Réservations possibles sur les sites suivants : www.ticketnet.fr, www.ticketac.com, www.citivox.fr, www.billetreduc.fr, www.theatreonline.com... vous avez l'embarras du choix !
Pour le lieu: Théâtre Ménilmontant à 19h30 15 rue du retrait, 75020 Paris
Rédigé par : Poloche, metteur en scène de HOT HOUSE | 06/04/2010 à 18:51
Suffering as I am with galloping post-Christmas toorpr, allow me to cheat by simply pasting a few words from my own blog: Talking of prospering in the applause of idiots brings me to the demise of Harold Pinter.
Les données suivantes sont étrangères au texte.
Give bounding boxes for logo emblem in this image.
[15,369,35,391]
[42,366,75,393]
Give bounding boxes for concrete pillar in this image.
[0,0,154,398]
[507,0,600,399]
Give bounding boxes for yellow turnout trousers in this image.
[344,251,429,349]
Of course, his death is a loss to his family and friends but in the wider world of the arts (well, certain dark, mutinous corners of it, at any rate) there will be much cheering, muted, naturally, out of good manners, but cheering none the less. It isn't just that his plays are boring but the fact that he wasn't very good at being boring. Nowhere did he reach the depths of turgidity achieved by, say, Samuel Beckett, whose plays resemble absolute zero temperature in that all signs of life, on stage and off, seem to have disappeared! Pinter's texts are a series of non-sequiturs whose random and puzzling nature disguises an author with absolutely nothing of any interest to say. Alas, we must standby for a year of Pinter revivals and then, hopefully, the poor man can sink into the theatrical obscurity which he so richly deserves. And, please, don't get me started on his non-poetry! Yes, I think that sums him up rather well!
Rédigé par : Pedro | 28/05/2012 à 09:47
From Alex, on our facebook page: This is very siailmr to the argument about banning books. Both books and theater do have an undeniable power. Yet, for as long I have thought about the issue, I have not figured out what makes it so. Why two people will read the same book, see the same play, and one person is inspired and the other person thought it was terrible. Yes, theater can change the world. As proof, I offer Eve Ensler's The Vagina Monologues. To the question about how to support playwrights in other countries, I don't have an answer. All I can say is that I'm immensely grateful for the people and places here who support independent theater.